On the backend, Jancy uses LLVM, which offers a reliable optimizer and native code generator for a wide variety of platforms. LLVM also significantly simplifies the process of ensuring ABI compatibility with C/C++.
As for the syntax analyzer we use our own generator of table-driven top-down LL(k) parsers called Graco. Read the next section for some thoughts on why we settled on this approach.
The output of the parser is LLVM IR – without the intermediate generation of an AST. Unlike with bottom-up parsers, in top-down parsers it is rather convenient to perform semantic analysis and generate IR in parallel while parsing, i.e. while the parser is matching the grammar rules.
Jancy grammar belongs to context-sensitive LL(2).
Syntactic/semantic analysis is performed in multiple passes (mostly two, with some rules requiring three passes). This, however, does not mean that the source is re-tokenized multiple times.

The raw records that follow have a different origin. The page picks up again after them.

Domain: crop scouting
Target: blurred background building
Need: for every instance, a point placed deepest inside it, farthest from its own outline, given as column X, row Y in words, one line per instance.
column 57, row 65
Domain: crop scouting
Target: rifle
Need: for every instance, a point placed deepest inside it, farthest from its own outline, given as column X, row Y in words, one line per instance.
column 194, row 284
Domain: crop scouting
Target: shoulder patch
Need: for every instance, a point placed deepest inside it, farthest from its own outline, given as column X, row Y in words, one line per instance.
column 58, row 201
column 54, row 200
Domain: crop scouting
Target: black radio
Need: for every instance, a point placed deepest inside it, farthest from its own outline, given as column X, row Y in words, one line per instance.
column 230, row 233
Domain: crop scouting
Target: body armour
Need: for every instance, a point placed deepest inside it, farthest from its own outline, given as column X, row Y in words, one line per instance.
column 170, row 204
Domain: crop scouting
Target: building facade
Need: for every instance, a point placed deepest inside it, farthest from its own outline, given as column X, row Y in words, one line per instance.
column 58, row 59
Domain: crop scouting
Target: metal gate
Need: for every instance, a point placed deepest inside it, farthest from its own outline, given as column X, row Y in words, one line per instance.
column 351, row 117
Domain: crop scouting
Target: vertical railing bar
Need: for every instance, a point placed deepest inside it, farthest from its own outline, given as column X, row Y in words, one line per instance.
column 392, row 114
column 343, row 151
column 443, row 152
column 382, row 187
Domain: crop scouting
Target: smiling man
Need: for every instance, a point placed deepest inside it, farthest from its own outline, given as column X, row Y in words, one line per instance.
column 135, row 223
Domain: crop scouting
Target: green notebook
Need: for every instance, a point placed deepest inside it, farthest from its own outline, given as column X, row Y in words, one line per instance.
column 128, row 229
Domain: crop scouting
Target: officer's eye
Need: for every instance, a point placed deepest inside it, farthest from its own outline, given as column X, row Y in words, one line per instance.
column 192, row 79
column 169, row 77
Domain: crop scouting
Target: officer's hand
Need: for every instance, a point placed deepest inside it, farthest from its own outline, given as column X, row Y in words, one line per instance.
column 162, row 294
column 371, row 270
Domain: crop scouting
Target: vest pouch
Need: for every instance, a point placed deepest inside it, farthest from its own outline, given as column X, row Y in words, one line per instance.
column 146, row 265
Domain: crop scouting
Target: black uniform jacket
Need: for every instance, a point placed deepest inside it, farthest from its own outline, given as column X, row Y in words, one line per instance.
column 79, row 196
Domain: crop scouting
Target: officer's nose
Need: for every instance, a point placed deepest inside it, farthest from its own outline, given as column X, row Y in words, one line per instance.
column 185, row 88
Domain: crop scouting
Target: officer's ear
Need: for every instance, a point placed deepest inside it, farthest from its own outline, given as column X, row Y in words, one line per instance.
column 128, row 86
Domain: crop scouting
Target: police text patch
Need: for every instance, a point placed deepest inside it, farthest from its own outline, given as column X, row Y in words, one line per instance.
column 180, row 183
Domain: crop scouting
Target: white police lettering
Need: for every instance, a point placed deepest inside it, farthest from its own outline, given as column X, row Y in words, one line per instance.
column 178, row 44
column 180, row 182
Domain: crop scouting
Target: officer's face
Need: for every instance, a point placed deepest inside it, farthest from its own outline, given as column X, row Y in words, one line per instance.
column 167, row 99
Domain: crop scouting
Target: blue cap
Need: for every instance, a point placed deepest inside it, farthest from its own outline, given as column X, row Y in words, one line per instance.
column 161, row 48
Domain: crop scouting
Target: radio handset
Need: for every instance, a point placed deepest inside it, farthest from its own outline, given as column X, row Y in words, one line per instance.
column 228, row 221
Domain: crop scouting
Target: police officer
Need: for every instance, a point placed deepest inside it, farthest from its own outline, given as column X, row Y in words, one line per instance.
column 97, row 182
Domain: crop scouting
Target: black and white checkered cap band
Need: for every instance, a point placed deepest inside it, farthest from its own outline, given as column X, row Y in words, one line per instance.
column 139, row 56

The second pass is needed to allow the usage of global entities (namespaces, types, variables, functions and properties) before their declaration, which might be below or even reside in a separate compilation unit. The third pass is necessary for the preliminary calculation of reactor class layouts.
Graco – LL(k) Grammar Compiler
The parser for the Jancy compiler is generated using Graco, our in-house builder of table-driven LL(k) parsers.

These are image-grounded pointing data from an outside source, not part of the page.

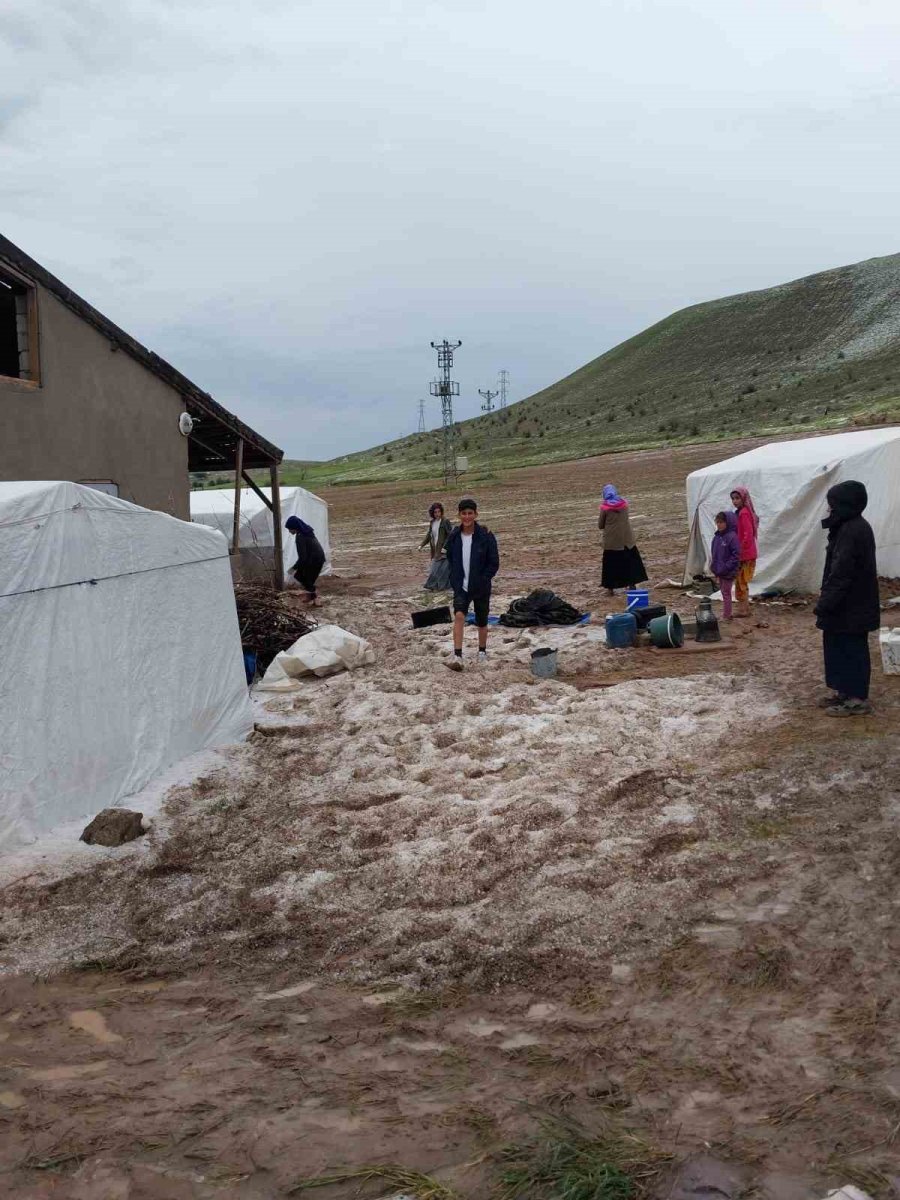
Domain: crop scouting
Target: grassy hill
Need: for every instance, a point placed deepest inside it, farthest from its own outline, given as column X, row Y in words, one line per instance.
column 819, row 352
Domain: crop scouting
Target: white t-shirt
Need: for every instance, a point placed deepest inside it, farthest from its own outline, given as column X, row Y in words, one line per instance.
column 466, row 559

The main reason why we chose a generated parser while most production-level compilers favor recursive descent is this: we wanted to achieve the perfect syntax for our language. In order to succeed we had to go through a lot of trial and error experiments. We didn’t want to be bogged down in the routine of adjusting a recursive-descent parser. In addition, the generated parser provides two more benefits:
EBNF grammar as a permanently relevant syntax reference
Natural constraints to not let us get too crazy with the syntax.
What’s wrong with ANTLR, Coco, Yacc/Bison, Lemon and other undoubtedly respectable and tried-and-true parser generators is in itself an interesting subject. It is, however, the one for a separate article, as it would require detailed comparison with lots of code snippets. We will get to that some day. For now let’s just say that we needed a top-down parser generator with predictable and configurable conflict resolution mechanism and ANYTOKEN support – and we found that each existing parser generator couldn’t quite cut it at one situation or another.
The collaboration model between the parser and the lexer was “lifted” from Lemon. The Graco-generated parser does not call the lexer. Instead, the external loop asks the lexer to tokenize the next source chunk and feeds tokens into the table-driven parser. This model allows for an incremental parsing of incomplete compilation units (supports pause-and-resume, so to speak). Plus there is no need for artificial nesting level limitations due to the danger of a stack overflow (it’s simply not an issue here).